Proceedings of E240, Winter 2015 DD SHIN, RN Haksar, BJ Galligan and J Baek

WAFER-ENCAPSULATED DIFFERENTIAL RESONANT ACCELEROMETER WITH PASSIVE TEMPERATURE COMPENSATION SCHEME

Dongsuk D. Shin, Ravi N. Haksar, Benjamin J. Galligan and Jeesu Baek Department of Mechanical Engineering, Stanford University

Stanford, California

Abstract. This paper presents the design of a resonant accelerometer with a passive temperature-compensation scheme for use in an inertial measurement unit (IMU). This is achieved by shape tuning a pair of resonant beams to yield a similar temperature coefficient of frequency (TCf) for differential temperature compensation, while separating the two resonant frequencies to increase the dynamic range. Preliminary design analysis suggests a sensitivity of 375 Hz/g, dynamic range of ±50 g, and matching TCfs within 0.06 ppm difference. From these results the temperature effects are reduced by a factor of more than 500.

Background. In the last decade, microelectromechanical systems (MEMS) research has spurred the development of microsensors for almost every possible sensing modality. One emerging area of interest is the inertial measurement unit (IMU), a combination of accelerometers, gyroscopes, and magnetometers used to determine the position, orientation, and velocity of a moving object. With the increased demand for small, inexpensive, and high-performance MEMS IMUs, there have been efforts to co-fabricate the required structures—accelerometers, gyroscopes, and often resonator clocks for timing references—and wafer-level package them on a single die. This approach, however, presents technical challenges: high-performance gyroscopes and clock resonators require a high quality factor (Q), whereas typical capacitive accelerometers (where a seismic mass displacement due to acceleration is sensed via parallel plate capacitance) generally require lower Q to achieve critical damping.

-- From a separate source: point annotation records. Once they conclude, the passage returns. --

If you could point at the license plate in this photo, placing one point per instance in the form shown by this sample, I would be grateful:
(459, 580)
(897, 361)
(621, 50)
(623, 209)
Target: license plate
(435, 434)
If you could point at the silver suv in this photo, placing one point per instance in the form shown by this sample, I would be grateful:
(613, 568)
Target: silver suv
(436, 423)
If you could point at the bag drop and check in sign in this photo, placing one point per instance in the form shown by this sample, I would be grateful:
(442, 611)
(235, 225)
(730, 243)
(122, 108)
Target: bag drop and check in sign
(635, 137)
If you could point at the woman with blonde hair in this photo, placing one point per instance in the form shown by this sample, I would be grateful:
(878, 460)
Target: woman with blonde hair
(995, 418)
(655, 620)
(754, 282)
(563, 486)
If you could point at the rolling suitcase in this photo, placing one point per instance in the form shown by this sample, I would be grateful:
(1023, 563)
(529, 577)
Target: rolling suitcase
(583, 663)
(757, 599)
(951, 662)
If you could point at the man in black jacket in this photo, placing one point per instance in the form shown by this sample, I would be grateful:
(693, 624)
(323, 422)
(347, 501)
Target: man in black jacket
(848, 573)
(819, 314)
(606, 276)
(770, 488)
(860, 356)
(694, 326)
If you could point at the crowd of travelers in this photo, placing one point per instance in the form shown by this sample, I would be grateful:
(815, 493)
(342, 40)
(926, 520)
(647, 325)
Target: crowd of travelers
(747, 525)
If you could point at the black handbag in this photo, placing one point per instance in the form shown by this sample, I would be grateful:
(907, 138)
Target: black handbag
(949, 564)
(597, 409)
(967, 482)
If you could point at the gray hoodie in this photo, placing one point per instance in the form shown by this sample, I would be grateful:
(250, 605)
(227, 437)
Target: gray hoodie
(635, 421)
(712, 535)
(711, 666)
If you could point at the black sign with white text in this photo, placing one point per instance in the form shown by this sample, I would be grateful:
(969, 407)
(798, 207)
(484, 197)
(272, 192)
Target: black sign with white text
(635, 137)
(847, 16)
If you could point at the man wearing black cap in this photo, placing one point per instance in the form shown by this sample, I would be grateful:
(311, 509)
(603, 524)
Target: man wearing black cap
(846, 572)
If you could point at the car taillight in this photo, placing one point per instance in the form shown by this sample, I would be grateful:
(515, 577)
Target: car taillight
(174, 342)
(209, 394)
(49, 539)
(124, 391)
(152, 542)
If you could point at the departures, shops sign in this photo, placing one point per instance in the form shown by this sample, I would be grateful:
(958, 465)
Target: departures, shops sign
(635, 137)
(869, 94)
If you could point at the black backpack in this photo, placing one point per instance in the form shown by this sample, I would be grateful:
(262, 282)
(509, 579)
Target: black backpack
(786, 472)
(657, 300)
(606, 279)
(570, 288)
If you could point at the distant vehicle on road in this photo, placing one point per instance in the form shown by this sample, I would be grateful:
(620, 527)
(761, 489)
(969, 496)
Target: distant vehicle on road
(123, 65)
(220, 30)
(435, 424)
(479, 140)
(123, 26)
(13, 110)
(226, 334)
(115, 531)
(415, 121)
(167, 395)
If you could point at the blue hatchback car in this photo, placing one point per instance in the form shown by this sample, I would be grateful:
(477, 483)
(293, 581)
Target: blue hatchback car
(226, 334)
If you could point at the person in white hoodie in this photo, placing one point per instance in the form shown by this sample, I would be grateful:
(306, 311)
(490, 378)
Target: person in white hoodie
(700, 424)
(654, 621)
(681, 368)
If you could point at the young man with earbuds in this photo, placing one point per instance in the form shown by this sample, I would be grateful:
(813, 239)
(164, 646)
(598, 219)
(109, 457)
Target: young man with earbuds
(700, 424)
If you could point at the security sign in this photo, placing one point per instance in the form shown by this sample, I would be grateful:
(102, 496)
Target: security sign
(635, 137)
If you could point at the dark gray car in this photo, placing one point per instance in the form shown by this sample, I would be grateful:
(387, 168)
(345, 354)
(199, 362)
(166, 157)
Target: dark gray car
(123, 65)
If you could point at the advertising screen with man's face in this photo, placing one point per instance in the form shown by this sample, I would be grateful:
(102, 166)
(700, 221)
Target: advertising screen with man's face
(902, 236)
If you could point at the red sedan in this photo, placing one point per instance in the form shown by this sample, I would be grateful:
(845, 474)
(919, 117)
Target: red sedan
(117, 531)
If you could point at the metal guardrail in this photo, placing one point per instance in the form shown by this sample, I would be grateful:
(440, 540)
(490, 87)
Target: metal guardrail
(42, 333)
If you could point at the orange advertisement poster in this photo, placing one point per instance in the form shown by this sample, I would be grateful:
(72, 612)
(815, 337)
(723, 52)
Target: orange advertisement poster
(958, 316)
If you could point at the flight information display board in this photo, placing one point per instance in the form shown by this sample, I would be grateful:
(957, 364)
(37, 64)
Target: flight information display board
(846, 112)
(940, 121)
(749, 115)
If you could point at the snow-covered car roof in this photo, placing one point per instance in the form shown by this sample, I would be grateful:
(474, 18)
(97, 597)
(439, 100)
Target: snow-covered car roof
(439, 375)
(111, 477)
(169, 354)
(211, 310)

Moreover, traditional capacitive accelerometers are limited with regards to miniaturization and performance. First, because they are capacitive displacement transducers, a large proof mass translation is required for acceptable sensitivity to small accelerations. Second, parallel plate capacitors are susceptible to pull-in instability, which limits the minimum gap size and thus requires a larger proof mass [1]. These limitations in gap and proof mass size pose severe constraints on sensor’s dynamic range, high-shock survivability, and displacement sensitivity.

To overcome these issues and achieve single-die integration, resonant sensing can be used instead of capacitive sensing. In the design shown in Fig. 1, a pair of resonant beams is affixed to a proof mass, such that external acceleration will generate axial force on the beams. This will cause frequency shifts, used as signals, in the two resonators. The design’s symmetry provides a differential response to linear acceleration and intrinsically compensates for off-axis acceleration and temperature changes. While resonant sensing introduces a different set of challenges associated with frequency measurement, because it is not strictly limited by gap size, it presents some key upsides: high sensitivity, large dynamic range, immunity to pull-in instability, and high-shock survivability. Furthermore, it requires high Q and hence low-damping techniques, making it an ideal candidate for IMU integration on a single die.

Figure 1. SEM micrograph of Christensen et. al’s device and inset showing close up of sensing geometry.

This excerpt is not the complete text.